To observe eclipse response, Millstone Hill ISR will be making mid-latitude observations both in vertical directions and over a wide range of locations in the eastern United States. The favorable location of Millstone Hill at sub auroral latitudes, combined with the great operational range afforded by the steerable MISA antenna, permit observations over a latitude span encompassing a large part of the region between the polar cap and the near-equatorial ionosphere. The radar is capable of making observations of ionospheric parameters over a range from 90 to 1000 km in altitude. Geographic coverage is approximately from just short of the Arctic circle to the north, past Florida to the south, to the central Atlantic Ocean to the east, and out to Iowa in the west.

As the experiment progresses, preliminary near real time plots of key altitude-dependent ionospheric parameters (electron density, electron temperature, ion temperature, and ion velocity) measured by the Millstone Hill system are available through the Millstone Hill ISR Radar Status page, where you can click on Plots and then on the name of each parameter at the top to show vertical and scanning summary plots as the two radar antennas collect information.

GNSS/GPS network observations

Haystack scientists and colleagues will be using data from observations taken with a large-scale GNSS (Global Navigation Satellite System) network that extends across the United States. Additional high-data-rate GNSS receivers are being set up in the area of totality for the period immediately before and following the April 2024 eclipse. The “quiet time” before the eclipse is monitored as a reference period to contrast with the data gathered during the eclipse and to help calibrate the real-time data during observations.

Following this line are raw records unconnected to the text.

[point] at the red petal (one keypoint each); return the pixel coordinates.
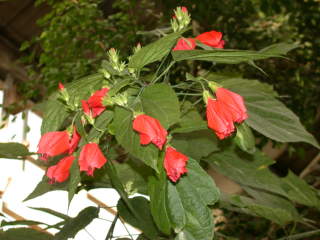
(60, 172)
(53, 143)
(219, 119)
(91, 158)
(174, 163)
(235, 103)
(212, 39)
(185, 44)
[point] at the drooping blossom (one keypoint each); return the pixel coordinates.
(220, 118)
(61, 171)
(74, 140)
(185, 44)
(174, 163)
(52, 144)
(93, 107)
(150, 130)
(91, 158)
(234, 102)
(212, 39)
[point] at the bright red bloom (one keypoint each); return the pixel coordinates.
(91, 158)
(52, 144)
(174, 163)
(60, 172)
(61, 87)
(94, 107)
(150, 130)
(234, 102)
(73, 142)
(220, 118)
(212, 39)
(185, 44)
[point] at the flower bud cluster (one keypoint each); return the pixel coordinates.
(181, 19)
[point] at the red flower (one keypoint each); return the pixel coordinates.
(61, 87)
(94, 107)
(52, 144)
(220, 118)
(234, 102)
(91, 158)
(150, 130)
(174, 163)
(185, 44)
(212, 39)
(73, 142)
(60, 172)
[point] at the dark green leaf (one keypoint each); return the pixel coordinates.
(145, 221)
(44, 187)
(23, 234)
(196, 144)
(20, 222)
(279, 48)
(158, 202)
(74, 180)
(245, 139)
(130, 140)
(221, 55)
(13, 150)
(253, 171)
(161, 102)
(154, 51)
(74, 225)
(54, 116)
(52, 212)
(269, 116)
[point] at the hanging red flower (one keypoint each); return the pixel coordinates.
(73, 142)
(185, 44)
(91, 158)
(174, 163)
(94, 107)
(61, 171)
(52, 144)
(220, 118)
(150, 130)
(212, 39)
(234, 102)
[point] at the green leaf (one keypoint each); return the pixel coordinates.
(23, 234)
(13, 150)
(245, 139)
(52, 212)
(82, 88)
(227, 56)
(196, 144)
(161, 102)
(130, 140)
(100, 125)
(253, 171)
(154, 51)
(74, 180)
(118, 86)
(279, 48)
(54, 116)
(145, 221)
(157, 188)
(44, 187)
(74, 225)
(20, 222)
(272, 207)
(267, 115)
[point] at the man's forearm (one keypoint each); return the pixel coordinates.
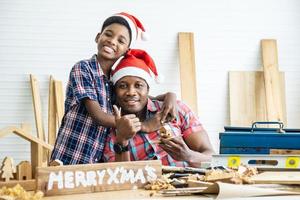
(198, 158)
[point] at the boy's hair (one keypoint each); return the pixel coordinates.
(117, 20)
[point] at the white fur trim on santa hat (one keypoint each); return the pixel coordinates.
(131, 71)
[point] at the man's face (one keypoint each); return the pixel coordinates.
(132, 94)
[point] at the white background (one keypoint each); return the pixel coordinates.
(47, 37)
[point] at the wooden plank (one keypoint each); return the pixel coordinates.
(31, 139)
(275, 106)
(282, 177)
(28, 185)
(247, 97)
(72, 179)
(52, 121)
(59, 100)
(188, 70)
(41, 156)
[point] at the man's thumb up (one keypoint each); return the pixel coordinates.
(117, 112)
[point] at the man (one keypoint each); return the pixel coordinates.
(189, 145)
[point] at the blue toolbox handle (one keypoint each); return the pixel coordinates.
(280, 130)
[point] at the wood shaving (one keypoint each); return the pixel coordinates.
(159, 184)
(18, 193)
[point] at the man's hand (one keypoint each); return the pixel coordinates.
(127, 126)
(153, 123)
(169, 110)
(176, 148)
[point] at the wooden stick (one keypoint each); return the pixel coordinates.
(188, 70)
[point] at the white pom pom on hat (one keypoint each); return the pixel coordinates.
(136, 62)
(137, 29)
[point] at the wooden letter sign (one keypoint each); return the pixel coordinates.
(89, 178)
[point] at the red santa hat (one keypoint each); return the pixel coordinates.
(135, 62)
(137, 29)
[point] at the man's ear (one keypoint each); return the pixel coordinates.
(97, 37)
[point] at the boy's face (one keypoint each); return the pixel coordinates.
(131, 94)
(113, 42)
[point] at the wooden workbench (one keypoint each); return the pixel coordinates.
(128, 194)
(144, 194)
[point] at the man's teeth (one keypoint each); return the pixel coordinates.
(108, 49)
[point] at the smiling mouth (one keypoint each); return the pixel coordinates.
(131, 102)
(108, 49)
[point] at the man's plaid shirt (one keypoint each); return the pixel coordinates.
(143, 146)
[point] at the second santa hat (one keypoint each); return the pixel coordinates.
(136, 62)
(137, 29)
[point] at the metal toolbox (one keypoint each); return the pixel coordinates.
(255, 140)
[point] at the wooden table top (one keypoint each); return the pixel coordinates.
(128, 194)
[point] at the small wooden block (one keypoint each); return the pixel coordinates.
(7, 169)
(24, 171)
(56, 162)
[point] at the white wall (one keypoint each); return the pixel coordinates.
(48, 37)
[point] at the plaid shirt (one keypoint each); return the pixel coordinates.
(142, 146)
(80, 140)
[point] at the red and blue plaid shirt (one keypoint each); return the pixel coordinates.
(80, 140)
(142, 145)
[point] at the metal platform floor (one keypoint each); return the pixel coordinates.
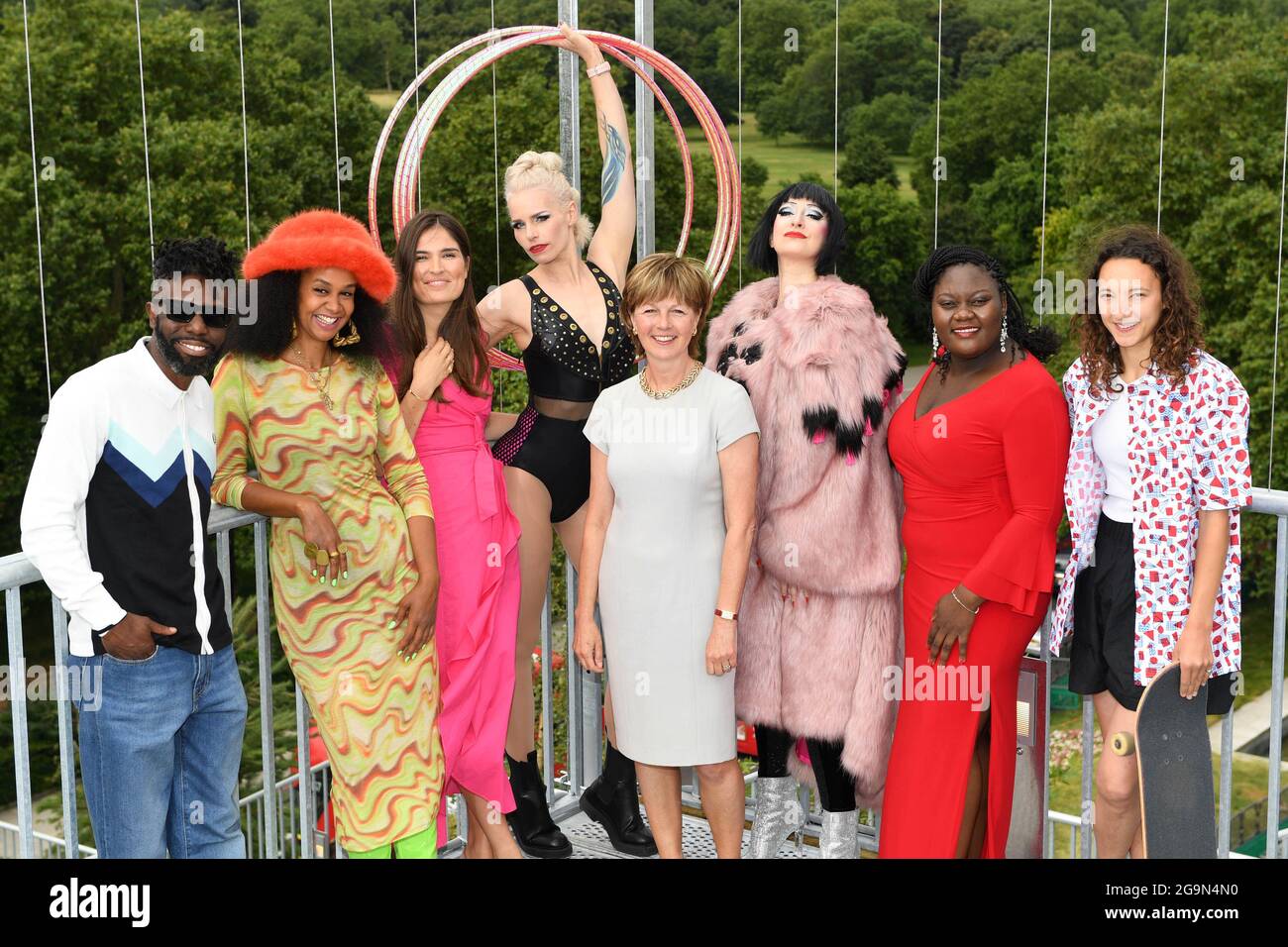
(589, 840)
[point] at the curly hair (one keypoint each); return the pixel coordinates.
(1041, 343)
(204, 257)
(1179, 334)
(277, 303)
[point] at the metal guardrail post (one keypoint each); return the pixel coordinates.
(548, 718)
(570, 119)
(1223, 825)
(590, 723)
(1089, 749)
(305, 770)
(267, 744)
(65, 742)
(18, 707)
(1276, 688)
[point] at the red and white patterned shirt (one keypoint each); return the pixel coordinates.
(1188, 453)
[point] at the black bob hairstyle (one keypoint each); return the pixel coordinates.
(763, 257)
(277, 300)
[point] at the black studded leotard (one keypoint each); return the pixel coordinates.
(565, 367)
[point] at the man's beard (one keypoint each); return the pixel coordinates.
(179, 363)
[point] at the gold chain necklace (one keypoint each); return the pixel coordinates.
(688, 380)
(316, 376)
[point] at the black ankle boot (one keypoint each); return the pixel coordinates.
(613, 801)
(535, 831)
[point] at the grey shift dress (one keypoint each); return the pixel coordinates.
(660, 574)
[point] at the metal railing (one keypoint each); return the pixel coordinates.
(290, 826)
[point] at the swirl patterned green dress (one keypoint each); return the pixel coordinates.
(376, 714)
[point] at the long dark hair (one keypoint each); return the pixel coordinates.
(1179, 331)
(277, 304)
(1041, 343)
(460, 326)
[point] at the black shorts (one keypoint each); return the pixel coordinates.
(1103, 655)
(553, 450)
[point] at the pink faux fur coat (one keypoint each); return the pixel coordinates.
(824, 375)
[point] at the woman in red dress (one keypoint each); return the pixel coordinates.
(982, 446)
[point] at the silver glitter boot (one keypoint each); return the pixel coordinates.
(778, 814)
(838, 836)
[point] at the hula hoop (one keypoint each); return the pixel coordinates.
(503, 42)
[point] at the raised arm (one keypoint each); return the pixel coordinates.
(614, 235)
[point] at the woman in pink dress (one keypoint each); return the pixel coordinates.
(438, 365)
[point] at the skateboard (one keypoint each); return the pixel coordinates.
(1173, 761)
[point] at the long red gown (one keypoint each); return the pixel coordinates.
(982, 479)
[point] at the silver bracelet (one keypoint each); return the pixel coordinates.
(973, 611)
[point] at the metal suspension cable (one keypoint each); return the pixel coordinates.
(35, 187)
(143, 108)
(939, 65)
(335, 106)
(496, 162)
(1279, 273)
(415, 64)
(836, 99)
(1046, 133)
(1162, 120)
(241, 64)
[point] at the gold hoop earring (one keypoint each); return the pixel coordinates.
(349, 338)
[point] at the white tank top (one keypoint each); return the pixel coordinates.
(1109, 437)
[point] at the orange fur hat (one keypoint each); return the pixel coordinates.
(323, 239)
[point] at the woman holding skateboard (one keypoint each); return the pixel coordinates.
(1158, 470)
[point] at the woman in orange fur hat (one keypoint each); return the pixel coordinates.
(303, 398)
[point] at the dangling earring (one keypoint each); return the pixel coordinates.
(348, 338)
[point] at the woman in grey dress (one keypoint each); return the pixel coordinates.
(666, 549)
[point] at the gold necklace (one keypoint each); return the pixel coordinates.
(316, 377)
(657, 395)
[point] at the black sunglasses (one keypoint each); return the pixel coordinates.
(214, 318)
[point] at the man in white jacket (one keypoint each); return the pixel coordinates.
(115, 519)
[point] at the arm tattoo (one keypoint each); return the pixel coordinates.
(614, 162)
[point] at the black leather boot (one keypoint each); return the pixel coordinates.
(535, 831)
(613, 801)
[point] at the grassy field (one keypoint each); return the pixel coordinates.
(787, 158)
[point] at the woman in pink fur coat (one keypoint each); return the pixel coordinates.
(819, 618)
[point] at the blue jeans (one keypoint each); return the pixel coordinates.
(160, 744)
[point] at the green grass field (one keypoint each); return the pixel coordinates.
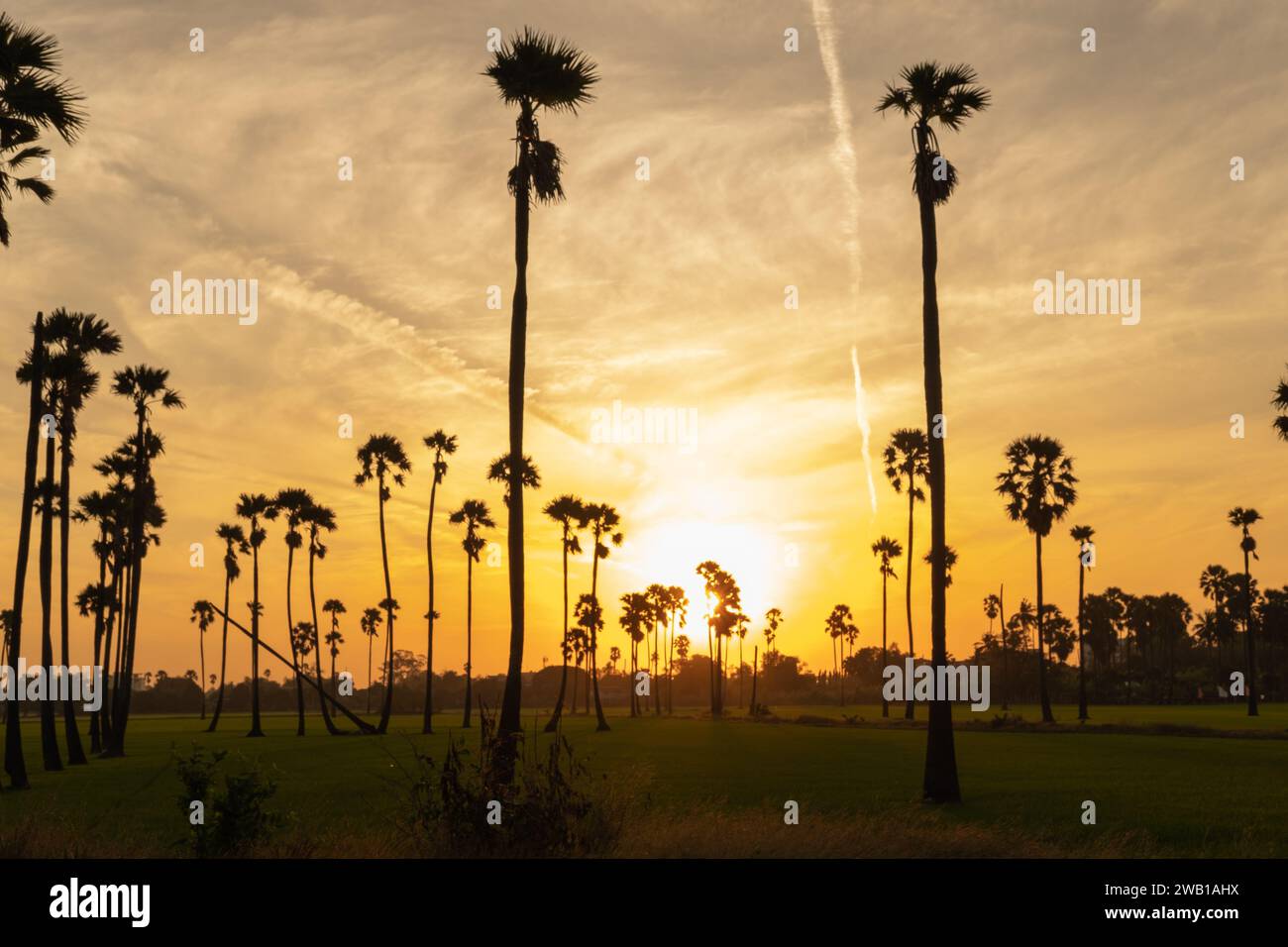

Scientists know already that an eclipse has certain effects on the layers of the Earth’s atmosphere. During a total solar eclipse, in the thermosphere (the second-highest layer of our atmosphere), there will be a drop in temperature, wind speed, and concentration of nitrogen and oxygen. In the ionosphere (the atmospheric layer with charged particles), total electron content (measured by the GNSS network) falls dramatically.

We are grateful for the many amateur participants who are hosting these receivers across the continental United States and contributing to science. This data will be available in near real-time during the eclipse.